By Ann Roosevelt

Every year, U.S. Central Command (CENTCOM) looks at capability shortfalls, and identifies gaps that need to be filled, the commander of U.S. Central Command said.

Army Gen. David Petraeus spoke via videoteleconference from CENTCOM headquarters in Tampa Fla., last week at the 2010 Joint Warfighting Conference in Virginia Beach, Va., cosponsored by the Armed Forces Communications Electronics Association and the U.S. Naval Institute in coordination with U.S. Joint Forces Command.

Many shortfalls would seem to be familiar, but likely still needed in the future, and gaps identified today would likely have solutions in the field in five years, considering the conference question of what commanders need in five years.

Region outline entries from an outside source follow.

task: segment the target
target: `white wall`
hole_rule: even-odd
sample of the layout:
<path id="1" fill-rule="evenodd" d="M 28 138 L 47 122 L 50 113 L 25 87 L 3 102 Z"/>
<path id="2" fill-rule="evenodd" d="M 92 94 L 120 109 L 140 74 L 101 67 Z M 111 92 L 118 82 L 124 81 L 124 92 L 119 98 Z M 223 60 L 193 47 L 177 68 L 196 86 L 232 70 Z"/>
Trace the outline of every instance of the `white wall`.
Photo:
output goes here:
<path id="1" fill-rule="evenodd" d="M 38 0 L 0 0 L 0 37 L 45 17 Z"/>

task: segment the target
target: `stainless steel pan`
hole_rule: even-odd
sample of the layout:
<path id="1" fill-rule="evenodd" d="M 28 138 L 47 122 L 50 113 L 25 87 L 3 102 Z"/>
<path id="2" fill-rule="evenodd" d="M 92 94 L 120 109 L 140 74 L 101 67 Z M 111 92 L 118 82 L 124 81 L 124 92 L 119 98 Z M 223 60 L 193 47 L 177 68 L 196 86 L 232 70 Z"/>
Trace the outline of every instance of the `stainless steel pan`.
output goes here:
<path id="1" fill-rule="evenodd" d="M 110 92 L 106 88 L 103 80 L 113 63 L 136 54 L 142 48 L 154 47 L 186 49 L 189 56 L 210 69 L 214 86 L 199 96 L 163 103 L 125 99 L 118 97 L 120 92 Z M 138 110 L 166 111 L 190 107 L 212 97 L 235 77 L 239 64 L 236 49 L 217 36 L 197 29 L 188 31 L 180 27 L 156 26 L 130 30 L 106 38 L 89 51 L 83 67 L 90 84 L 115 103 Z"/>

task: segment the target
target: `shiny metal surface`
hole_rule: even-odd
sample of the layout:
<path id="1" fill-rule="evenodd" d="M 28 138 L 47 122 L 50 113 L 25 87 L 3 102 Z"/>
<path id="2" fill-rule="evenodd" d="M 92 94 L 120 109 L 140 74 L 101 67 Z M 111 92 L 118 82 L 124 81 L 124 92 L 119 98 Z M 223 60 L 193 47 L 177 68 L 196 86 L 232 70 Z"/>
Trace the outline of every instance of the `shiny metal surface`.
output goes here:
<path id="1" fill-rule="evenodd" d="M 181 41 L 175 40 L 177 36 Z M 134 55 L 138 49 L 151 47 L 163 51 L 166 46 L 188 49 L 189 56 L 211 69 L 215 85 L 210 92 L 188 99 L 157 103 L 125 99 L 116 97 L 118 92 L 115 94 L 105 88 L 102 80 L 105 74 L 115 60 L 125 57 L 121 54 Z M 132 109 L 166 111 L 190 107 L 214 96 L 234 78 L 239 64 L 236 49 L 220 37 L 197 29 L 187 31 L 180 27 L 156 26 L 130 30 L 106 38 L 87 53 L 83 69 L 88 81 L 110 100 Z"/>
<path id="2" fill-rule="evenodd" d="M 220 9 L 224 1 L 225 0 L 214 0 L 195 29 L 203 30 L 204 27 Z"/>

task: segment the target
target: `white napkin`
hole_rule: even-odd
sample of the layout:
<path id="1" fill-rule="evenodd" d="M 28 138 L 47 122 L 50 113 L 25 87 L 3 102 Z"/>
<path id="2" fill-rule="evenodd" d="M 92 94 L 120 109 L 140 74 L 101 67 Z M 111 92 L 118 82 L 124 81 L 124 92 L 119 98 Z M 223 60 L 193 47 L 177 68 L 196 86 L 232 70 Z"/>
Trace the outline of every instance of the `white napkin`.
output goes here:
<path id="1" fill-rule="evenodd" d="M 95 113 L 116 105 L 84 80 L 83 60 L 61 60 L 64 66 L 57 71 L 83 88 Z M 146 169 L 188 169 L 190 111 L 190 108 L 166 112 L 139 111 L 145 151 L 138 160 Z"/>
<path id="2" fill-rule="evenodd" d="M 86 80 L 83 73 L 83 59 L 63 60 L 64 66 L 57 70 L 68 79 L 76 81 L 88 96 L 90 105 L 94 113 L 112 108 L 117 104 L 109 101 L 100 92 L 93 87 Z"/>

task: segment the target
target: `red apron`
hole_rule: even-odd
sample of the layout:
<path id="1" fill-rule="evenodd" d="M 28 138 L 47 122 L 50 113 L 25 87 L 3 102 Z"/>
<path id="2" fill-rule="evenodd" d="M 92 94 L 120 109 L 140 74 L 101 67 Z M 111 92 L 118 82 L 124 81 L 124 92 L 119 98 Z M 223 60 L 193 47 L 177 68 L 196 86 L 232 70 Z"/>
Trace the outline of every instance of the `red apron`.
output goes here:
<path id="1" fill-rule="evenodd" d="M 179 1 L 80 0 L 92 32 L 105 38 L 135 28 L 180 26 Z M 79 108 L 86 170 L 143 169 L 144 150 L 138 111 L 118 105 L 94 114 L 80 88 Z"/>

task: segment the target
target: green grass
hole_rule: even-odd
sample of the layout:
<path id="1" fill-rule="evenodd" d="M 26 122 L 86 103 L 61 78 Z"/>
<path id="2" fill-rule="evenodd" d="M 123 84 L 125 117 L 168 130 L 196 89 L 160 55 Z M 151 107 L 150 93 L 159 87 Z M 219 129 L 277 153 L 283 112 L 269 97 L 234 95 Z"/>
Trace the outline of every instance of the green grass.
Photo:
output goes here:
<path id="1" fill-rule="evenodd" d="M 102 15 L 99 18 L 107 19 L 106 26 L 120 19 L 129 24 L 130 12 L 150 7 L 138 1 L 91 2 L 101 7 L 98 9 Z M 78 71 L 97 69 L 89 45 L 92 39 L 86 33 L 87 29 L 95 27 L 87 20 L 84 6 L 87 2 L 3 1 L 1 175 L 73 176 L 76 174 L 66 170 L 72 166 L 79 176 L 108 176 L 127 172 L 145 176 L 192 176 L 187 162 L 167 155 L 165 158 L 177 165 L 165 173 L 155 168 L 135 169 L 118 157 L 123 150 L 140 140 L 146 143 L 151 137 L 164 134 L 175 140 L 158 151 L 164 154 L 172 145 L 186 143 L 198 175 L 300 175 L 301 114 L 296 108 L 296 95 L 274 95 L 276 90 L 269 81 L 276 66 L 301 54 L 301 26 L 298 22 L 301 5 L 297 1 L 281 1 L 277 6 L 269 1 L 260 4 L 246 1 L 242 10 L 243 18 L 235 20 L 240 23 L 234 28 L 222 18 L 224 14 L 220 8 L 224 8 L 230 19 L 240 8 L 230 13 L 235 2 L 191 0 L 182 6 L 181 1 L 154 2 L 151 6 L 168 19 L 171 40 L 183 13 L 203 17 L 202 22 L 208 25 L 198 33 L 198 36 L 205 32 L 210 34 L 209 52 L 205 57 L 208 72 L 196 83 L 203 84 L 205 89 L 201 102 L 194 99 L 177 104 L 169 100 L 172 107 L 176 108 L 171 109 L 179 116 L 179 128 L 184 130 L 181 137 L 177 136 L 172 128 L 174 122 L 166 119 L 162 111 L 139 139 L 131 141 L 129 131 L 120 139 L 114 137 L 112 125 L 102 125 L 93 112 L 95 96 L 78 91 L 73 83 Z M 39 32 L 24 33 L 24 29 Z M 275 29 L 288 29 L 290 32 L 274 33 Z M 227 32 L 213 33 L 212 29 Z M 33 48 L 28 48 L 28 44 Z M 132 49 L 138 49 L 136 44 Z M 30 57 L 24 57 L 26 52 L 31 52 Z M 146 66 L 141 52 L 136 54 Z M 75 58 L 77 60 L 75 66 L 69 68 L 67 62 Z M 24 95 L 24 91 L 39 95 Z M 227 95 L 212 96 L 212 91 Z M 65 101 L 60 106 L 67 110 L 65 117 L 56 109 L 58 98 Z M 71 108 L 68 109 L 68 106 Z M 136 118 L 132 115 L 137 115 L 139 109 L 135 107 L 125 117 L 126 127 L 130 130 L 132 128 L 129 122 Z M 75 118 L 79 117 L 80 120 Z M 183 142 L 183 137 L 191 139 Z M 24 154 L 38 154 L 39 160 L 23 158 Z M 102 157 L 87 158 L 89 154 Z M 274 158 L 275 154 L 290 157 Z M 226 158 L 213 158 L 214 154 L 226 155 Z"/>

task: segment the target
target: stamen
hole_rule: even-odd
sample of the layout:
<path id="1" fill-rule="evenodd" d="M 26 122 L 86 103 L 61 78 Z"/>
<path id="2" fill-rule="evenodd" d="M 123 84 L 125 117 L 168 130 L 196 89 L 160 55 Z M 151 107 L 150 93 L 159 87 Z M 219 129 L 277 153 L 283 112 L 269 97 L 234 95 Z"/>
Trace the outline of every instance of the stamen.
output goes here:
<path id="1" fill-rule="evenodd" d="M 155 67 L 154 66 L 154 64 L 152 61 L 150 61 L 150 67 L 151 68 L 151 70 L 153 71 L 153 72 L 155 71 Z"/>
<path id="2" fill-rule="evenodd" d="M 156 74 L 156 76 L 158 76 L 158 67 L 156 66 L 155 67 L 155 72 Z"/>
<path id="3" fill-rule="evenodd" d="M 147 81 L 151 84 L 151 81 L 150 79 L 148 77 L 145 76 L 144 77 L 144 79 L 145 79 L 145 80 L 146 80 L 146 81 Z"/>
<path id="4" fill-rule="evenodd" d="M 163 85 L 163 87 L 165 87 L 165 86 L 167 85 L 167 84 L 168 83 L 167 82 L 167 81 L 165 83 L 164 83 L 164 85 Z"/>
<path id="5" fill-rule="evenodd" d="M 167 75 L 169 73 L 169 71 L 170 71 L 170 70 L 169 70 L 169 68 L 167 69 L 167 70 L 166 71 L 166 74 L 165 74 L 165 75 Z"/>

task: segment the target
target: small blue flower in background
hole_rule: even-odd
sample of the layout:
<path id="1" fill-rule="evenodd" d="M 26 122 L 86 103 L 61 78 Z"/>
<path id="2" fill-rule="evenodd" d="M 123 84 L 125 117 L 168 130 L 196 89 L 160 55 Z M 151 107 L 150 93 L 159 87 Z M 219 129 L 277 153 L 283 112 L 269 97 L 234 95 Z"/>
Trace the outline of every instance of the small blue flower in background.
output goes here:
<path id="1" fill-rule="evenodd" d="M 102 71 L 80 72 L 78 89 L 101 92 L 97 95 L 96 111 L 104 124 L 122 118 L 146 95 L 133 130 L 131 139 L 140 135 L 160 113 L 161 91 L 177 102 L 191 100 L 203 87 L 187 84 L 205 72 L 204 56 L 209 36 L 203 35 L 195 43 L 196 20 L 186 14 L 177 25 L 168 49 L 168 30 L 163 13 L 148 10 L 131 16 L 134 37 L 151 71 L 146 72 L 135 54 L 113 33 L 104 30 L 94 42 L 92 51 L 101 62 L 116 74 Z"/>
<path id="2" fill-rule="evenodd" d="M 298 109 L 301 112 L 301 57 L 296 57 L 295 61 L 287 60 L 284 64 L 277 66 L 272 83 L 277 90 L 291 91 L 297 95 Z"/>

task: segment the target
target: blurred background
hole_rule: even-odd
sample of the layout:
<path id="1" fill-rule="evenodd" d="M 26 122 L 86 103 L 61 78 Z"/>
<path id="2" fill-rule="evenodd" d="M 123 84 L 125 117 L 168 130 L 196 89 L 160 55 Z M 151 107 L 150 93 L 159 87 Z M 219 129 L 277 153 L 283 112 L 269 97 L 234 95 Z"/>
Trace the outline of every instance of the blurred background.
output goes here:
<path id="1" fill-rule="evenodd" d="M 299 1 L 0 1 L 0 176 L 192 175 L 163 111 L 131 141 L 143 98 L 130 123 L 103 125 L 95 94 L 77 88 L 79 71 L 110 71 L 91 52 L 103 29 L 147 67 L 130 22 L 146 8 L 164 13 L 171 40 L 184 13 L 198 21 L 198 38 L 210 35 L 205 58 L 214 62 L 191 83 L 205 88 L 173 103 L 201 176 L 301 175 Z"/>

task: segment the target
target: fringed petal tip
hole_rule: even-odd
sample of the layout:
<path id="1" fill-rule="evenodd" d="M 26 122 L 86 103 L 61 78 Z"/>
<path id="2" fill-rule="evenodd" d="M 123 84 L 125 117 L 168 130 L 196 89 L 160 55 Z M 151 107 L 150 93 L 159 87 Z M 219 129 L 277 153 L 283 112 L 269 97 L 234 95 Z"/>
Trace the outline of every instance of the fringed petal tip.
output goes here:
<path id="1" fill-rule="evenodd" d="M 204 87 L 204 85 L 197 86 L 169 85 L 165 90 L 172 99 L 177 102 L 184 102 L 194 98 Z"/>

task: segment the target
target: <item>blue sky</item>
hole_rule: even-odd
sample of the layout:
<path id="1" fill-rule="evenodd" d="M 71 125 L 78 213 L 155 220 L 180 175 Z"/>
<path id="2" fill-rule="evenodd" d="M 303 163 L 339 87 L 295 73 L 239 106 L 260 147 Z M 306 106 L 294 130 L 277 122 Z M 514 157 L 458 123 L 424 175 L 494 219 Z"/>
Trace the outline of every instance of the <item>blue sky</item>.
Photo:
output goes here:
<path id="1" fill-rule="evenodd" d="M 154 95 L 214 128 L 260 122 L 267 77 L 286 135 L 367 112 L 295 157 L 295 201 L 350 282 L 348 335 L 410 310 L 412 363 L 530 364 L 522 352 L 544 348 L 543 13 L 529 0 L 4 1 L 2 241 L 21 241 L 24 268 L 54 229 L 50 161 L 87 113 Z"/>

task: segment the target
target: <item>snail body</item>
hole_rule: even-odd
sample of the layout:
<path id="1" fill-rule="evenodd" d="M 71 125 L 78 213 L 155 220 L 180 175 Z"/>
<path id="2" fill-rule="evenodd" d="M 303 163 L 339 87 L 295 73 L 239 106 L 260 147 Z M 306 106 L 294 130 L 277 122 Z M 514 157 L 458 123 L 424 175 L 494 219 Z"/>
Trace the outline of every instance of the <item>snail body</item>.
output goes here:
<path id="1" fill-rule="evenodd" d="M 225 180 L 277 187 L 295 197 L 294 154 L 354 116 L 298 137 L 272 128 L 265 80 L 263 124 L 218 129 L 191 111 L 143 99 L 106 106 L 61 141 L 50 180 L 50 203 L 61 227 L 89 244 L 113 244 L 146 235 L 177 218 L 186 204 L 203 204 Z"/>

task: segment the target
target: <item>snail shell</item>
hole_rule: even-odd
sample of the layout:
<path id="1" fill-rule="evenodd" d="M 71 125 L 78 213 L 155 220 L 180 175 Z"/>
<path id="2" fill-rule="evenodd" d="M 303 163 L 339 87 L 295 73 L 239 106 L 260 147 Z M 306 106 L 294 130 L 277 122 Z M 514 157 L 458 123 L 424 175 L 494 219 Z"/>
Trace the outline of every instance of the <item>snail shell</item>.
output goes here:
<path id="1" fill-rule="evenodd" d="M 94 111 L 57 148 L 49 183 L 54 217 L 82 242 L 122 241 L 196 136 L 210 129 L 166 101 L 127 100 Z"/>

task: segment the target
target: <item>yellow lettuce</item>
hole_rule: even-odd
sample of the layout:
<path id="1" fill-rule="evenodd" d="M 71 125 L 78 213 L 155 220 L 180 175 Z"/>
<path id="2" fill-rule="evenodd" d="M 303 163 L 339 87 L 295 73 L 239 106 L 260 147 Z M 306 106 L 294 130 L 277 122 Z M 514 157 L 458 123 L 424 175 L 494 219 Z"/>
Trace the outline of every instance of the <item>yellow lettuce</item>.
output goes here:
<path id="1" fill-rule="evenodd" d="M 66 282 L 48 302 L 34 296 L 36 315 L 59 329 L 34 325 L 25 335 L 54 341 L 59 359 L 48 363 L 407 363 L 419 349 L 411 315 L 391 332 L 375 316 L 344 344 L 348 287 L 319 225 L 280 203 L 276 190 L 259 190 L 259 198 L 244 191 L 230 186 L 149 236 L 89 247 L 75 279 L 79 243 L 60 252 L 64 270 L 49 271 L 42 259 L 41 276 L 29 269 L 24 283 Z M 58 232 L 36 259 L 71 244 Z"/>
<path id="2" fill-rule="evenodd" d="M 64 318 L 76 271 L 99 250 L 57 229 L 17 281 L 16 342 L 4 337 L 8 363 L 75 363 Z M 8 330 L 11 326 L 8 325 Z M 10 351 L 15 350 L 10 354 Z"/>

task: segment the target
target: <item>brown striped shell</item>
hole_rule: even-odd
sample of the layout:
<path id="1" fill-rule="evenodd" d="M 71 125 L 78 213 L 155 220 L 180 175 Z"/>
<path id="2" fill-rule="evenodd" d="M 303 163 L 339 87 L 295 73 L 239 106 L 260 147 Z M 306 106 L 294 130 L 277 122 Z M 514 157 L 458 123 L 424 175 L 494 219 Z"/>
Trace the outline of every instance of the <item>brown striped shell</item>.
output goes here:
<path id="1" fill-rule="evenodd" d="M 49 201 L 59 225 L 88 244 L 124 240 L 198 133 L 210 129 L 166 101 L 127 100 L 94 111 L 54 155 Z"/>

Petraeus said he never met a coalition or combatant commander who wasn’t “genetically incapable” of not wanting more of everything–a list that now includes more unmanned aerial vehicles, bandwidth and fewer caveats, those national restrictions nations have in coalition operations.

Capability shortfalls were described in broad categories, due to security considerations, he said, and represent gaps that could be filled in the next few years, while yet more would be added.

Such a list gives conference attendees from industry areas to focus on.

Intelligence and human intelligence and the exploitation tools to take advantage of them in counter insurgency is one area, he said. So is persistent intelligence, surveillance and reconnaissance, counter IED, integrated air and missile defense capability.

Additionally, Petraeus enumerated capabilities to counter adversary information operations and the need for U.S. forces to do their own information operations.

The CENTCOM list also contains a variety of items connected with building partnership capacitites, he said via videoteleconference. Such capacitites would enable conducting counterterrorism, counterinsurgency and foreign internal defense work.

Mine countermeasures capabilities are on the list, as is theater command and control augmentation, biometrics, and looking at how the military invests in its infrastructure.